||Palliative care has become a global public health concern, prompting countries to actively promote relevant policies. This is a pilot study on the coping measures of long-term care institutions when providing palliative care. The objective is to determine the current implementation status of palliative care services in various types of long-term care institutions, the palliative care expertise of long-term care staff, and the outcome of receiving relevant palliative care training programs. This study also explores the implementation of community-based palliative care in long-term care institutions in response to the government’s promotion of the topic. |
This study conducted in-depth interviews at 8 long-term care institutions in southern Taiwan, including nursing homes, health maintenance centers, and home care institutions. To pursue sample variety, the participating institutions were divided into independent and affiliated types. The variation among these institutions was compared through the outcomes of interviews.
For patients in long-term care institutions, the majority of chronic diseases associated with aging overlap with the 10 diseases covered by the national health insurance, including several highly diagnosed diseases: dementia, cerebral degeneration, heart disease, chronic renal failure, and renal failure. Most of these diseases are irreversible, and patients’ conditions only deteriorate with age. Because these patients will eventually become the target audience of palliative care services, the palliative care demands of long-term care institutions must be assessed.
At present, long-term palliative care policy has become community-focused to encourage home-based palliative care. The intervention of palliative care measures improves the life quality of patients with late-stage diseases, embodies the concept of aging in place, and reduces the cost of social care and medical expenses.
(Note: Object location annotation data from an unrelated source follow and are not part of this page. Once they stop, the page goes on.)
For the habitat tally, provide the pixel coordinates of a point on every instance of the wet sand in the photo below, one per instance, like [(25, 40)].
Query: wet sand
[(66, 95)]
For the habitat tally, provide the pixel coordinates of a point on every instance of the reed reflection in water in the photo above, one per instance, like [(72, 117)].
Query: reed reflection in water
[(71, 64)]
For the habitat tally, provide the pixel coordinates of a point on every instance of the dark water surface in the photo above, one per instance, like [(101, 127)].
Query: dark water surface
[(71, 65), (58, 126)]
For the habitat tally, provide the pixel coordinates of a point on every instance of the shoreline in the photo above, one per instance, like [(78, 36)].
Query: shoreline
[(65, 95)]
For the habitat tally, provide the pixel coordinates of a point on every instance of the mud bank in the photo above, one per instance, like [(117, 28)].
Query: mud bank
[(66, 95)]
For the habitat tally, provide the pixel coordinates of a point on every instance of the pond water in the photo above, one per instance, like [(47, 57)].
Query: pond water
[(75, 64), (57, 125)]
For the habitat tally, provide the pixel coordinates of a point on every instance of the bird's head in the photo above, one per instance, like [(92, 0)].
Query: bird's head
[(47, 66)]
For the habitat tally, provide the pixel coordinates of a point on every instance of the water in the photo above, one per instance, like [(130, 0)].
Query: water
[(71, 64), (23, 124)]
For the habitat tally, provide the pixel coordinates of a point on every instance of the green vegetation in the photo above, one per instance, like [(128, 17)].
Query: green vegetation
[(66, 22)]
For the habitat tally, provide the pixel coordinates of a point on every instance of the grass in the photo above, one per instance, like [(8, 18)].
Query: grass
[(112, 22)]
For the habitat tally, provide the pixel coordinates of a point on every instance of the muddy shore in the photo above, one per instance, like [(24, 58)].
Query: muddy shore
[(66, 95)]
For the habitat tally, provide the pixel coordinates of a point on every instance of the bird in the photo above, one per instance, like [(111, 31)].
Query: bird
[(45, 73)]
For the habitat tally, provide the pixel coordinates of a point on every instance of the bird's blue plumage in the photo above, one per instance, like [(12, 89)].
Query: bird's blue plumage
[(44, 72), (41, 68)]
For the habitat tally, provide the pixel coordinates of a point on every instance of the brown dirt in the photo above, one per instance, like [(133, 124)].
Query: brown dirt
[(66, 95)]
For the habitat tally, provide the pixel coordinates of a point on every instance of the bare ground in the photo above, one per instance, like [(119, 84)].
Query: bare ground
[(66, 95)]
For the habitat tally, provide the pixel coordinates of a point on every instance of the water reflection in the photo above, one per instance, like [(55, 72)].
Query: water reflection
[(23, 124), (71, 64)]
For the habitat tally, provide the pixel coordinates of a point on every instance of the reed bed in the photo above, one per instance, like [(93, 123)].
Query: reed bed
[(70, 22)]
However, the provision of community palliative care still contains numerous problems, such as the inadequate palliative care professionalism of long-term care personnel and the obstacles of home-based palliative care (category B) induced by ineffective service output that engenders unfavorable outcome. Additionally, numerous restrictions still exist in the palliative care services provided by long-term institutions, requiring collaboration among multiple parties for resolutions and amelioration.